Nathan Wallace of Janssen-Cilag has written an excellent case study on their wiki adoption, which Bill Ives picked up on the FastForward Blog. Janssen-Cilag is a pharmaceutical research company with employees in Australia and New Zealand, and is one of 250 operating companies of Johnson & Johnson, the New Jersey-based maker of pharmaceutical, medical, and personal hygiene products. The case study is very comprehensive — one of the best written and most information–rich case studies I've seen yet, and Bill's post is well worth a read as well as he pulls out some of the salient points.

Here's what I commented to Bill on his post: “They needed a system where editing is immediate and very simple.
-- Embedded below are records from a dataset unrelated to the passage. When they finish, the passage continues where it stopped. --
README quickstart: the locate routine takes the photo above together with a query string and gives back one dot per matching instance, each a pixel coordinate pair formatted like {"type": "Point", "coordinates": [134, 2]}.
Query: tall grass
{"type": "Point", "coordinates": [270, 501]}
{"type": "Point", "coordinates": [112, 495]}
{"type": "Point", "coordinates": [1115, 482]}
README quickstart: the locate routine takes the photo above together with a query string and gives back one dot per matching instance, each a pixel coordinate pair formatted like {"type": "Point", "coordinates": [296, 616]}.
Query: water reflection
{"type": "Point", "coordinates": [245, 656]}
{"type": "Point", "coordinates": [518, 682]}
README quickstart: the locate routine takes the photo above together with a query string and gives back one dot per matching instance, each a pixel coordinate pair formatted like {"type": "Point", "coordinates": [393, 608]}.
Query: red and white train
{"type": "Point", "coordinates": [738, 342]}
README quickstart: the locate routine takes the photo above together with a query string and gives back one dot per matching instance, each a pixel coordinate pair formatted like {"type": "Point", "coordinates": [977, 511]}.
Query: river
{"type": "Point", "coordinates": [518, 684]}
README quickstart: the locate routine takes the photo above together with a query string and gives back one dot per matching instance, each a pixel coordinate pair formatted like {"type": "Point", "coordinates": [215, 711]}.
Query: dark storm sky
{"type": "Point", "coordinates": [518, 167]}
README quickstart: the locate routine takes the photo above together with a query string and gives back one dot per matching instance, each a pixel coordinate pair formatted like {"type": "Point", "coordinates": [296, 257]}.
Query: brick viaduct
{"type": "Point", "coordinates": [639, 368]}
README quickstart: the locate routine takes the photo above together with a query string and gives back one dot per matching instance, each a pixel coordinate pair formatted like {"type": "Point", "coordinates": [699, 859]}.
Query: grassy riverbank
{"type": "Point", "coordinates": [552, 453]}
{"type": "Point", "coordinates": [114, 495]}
It was more important to let people add content rather than worrying about what they shouldn’t do.”

So true - it’s good to hear that an organization is concentrating on the positive and taking an optimistic approach instead of wringing its hands over thoughts of bad things happening.
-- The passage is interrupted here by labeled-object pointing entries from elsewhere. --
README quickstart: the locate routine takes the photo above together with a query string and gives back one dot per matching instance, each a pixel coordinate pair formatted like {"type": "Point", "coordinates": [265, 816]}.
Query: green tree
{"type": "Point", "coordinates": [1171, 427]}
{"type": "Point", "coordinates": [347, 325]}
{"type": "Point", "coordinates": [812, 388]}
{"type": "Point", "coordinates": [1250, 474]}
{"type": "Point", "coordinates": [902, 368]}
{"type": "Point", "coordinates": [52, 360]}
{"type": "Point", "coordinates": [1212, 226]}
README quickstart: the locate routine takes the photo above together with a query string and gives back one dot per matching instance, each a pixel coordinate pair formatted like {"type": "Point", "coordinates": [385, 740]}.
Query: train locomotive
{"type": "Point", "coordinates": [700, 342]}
“…”Knowledge management, previously a big concern, has moved off the agenda for the time being.” That is because knowledge management became a byproduct of using the wiki and not a separate activity.”

Great point - true knowledge management happens when people are able to do it without fighting with the technology and seeing it as a separate activity. It scares me to think of how many organizations have ended up treating it as an after-the-fact burden b/c the tools haven’t made it easy.

This is a great case study - Nathan deserves a lot of credit both for what he’s doing with wikis at Janssen-Cilag, and for sharing this really comprehensive, detailed case study with us all. Bill, thanks for your added input as well!